On ARMv7, which is Thumb capable, is it right that we can avoid all the veneers by using the BX
instruction?
Since this instruction takes a 32 bit register, are we good?
If yes, when I see veneers in the generated code, I should specialize the output for my machine, right?
Thanks
Yes, since BX
takes a 32-bit register, there's no need for veeners because you can cover the whole addressing space.
Of course you'd need to load a 32-bit value into the register, which usually means constant pooling, so if you are looking to squeeze every cycle out of it and your program is not too large you're better off with relative branches. As @Notlikethat notes, if you don't already have the address in a register there's no point in using BX
when you can just LDR PC, ...
(unless you need to support ARMv4T interworking).
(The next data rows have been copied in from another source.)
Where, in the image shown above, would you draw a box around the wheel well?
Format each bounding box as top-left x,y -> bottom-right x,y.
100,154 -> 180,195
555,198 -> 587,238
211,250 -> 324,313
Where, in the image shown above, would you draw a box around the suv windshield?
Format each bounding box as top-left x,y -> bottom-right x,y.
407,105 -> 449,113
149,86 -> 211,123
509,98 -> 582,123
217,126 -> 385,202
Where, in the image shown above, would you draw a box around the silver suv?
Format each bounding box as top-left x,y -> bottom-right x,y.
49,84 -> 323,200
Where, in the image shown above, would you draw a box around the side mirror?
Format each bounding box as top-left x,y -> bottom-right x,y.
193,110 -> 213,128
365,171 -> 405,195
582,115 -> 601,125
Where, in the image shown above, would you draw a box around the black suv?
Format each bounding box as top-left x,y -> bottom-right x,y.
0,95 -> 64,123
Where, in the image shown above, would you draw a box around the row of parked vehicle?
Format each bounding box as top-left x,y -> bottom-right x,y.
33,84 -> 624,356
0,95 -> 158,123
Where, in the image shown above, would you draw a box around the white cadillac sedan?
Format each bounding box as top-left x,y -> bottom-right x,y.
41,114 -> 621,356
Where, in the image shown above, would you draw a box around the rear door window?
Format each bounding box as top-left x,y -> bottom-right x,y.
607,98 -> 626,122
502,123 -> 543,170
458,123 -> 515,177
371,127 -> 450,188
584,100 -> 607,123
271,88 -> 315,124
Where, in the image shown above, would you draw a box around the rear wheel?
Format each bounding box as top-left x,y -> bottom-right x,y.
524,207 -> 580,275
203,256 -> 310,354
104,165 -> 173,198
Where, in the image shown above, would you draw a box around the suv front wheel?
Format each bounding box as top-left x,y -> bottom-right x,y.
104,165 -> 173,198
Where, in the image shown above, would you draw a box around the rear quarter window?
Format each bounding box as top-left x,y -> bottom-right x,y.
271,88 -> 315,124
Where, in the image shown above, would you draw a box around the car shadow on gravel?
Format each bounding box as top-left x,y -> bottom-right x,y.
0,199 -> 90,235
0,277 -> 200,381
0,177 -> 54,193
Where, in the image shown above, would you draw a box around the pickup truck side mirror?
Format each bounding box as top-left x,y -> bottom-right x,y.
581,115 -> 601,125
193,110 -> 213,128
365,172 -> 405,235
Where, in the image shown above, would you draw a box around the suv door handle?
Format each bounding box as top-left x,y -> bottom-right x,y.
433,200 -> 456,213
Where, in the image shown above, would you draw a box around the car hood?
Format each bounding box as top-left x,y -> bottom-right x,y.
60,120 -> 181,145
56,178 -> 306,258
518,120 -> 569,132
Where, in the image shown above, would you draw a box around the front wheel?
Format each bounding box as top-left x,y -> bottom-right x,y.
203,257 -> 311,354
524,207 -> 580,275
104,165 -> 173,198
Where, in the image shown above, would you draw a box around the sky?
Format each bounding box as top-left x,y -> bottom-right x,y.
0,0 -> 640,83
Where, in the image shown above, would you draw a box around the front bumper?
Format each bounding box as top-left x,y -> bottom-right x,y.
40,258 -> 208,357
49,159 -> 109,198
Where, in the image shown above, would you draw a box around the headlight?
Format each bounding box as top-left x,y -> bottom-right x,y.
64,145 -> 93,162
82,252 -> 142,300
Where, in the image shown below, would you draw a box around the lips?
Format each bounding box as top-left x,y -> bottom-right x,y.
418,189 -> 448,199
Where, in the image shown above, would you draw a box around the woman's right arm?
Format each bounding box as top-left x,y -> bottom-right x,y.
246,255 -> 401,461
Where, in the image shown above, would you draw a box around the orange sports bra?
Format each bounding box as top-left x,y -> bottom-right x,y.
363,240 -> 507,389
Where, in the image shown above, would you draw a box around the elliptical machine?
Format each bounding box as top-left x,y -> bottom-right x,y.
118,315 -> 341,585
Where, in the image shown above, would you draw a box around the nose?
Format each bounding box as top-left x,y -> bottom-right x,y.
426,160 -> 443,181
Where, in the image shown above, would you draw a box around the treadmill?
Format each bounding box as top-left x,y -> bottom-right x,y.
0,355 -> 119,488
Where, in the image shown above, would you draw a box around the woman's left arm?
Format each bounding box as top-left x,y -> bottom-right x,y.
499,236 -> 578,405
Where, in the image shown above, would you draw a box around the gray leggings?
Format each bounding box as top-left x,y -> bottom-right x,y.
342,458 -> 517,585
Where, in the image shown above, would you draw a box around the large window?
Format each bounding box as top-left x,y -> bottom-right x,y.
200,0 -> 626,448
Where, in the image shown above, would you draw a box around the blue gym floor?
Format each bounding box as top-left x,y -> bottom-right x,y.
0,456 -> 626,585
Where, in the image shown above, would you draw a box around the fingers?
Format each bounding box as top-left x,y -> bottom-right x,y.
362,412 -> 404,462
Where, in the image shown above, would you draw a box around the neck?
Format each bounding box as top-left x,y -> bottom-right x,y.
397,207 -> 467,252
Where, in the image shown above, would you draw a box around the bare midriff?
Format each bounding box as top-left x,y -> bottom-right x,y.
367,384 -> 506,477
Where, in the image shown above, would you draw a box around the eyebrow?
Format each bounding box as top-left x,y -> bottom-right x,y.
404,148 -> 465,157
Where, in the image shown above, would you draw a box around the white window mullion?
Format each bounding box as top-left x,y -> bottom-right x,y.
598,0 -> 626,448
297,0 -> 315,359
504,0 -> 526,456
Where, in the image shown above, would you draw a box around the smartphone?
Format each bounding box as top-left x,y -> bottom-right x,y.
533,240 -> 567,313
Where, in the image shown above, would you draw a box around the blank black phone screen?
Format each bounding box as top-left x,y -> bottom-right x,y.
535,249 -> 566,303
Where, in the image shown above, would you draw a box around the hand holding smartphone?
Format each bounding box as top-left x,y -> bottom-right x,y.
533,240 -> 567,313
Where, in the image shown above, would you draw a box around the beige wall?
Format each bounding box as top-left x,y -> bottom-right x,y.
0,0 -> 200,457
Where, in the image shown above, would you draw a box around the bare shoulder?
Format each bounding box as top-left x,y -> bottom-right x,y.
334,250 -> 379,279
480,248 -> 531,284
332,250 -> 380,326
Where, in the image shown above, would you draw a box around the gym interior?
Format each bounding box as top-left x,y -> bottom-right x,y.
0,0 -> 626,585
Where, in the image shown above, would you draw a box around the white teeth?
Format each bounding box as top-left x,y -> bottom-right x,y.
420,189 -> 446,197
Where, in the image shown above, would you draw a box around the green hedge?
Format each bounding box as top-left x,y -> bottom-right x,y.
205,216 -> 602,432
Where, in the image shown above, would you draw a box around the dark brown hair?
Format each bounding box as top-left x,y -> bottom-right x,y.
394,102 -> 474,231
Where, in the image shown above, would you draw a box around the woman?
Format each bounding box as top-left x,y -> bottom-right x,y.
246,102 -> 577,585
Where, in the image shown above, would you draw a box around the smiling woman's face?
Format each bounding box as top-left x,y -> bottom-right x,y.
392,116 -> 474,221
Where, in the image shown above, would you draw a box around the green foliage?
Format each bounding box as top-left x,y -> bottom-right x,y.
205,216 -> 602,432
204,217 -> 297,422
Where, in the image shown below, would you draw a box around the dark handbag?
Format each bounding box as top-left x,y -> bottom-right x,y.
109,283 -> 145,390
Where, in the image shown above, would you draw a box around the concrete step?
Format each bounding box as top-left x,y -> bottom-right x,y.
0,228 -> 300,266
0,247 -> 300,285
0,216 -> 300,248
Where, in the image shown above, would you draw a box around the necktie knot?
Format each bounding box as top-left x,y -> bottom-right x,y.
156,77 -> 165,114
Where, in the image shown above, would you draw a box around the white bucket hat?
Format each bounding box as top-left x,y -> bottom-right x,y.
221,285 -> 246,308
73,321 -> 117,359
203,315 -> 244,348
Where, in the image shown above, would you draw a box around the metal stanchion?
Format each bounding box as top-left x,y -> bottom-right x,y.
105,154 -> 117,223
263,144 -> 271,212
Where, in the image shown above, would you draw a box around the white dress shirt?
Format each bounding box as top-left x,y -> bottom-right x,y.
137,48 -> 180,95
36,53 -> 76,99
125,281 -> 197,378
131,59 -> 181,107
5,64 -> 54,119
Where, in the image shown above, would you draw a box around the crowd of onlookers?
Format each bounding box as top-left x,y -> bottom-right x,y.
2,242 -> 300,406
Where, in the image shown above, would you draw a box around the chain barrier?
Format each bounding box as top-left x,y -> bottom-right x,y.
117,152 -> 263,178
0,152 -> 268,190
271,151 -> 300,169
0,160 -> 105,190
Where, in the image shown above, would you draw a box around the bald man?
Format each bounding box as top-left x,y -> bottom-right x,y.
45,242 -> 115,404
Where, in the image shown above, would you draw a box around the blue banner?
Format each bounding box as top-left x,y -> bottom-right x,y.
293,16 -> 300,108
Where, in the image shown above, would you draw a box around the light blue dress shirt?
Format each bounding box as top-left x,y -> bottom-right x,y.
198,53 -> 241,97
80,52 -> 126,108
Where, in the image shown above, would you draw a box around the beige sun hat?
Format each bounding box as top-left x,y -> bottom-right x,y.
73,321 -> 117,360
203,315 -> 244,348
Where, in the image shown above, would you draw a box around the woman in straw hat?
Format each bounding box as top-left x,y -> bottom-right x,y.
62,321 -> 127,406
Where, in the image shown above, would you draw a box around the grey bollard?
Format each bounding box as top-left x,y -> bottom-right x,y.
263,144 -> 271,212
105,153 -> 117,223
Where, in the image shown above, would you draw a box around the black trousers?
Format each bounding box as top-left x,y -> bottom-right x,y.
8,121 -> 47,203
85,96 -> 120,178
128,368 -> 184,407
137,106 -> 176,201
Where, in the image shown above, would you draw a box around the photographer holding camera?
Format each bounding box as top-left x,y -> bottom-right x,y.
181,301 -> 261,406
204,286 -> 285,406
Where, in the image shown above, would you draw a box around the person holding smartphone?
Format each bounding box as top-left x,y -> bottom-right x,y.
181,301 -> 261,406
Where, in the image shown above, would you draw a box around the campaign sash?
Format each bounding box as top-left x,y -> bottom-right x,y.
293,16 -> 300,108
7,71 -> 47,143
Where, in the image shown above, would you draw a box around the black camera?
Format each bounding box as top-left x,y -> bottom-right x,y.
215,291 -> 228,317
Relative, non-conditional, 32-bit Thumb branches have a 24-bit addressing space, so you can reach +/- 16MB (for others see here). If you're doing ELF, be really careful with 16-bit relative Thumb branches. A 32-bit branch will generate a 24-bit relocation and the linker will insert a veener if the target can't be addressed with 24 bits. A 16-bit branch generates a 11-bit relocation and ELF for ARM specifies that the linker is not required to generate veeners for those, so you'd risk a link-time out-of-range branch.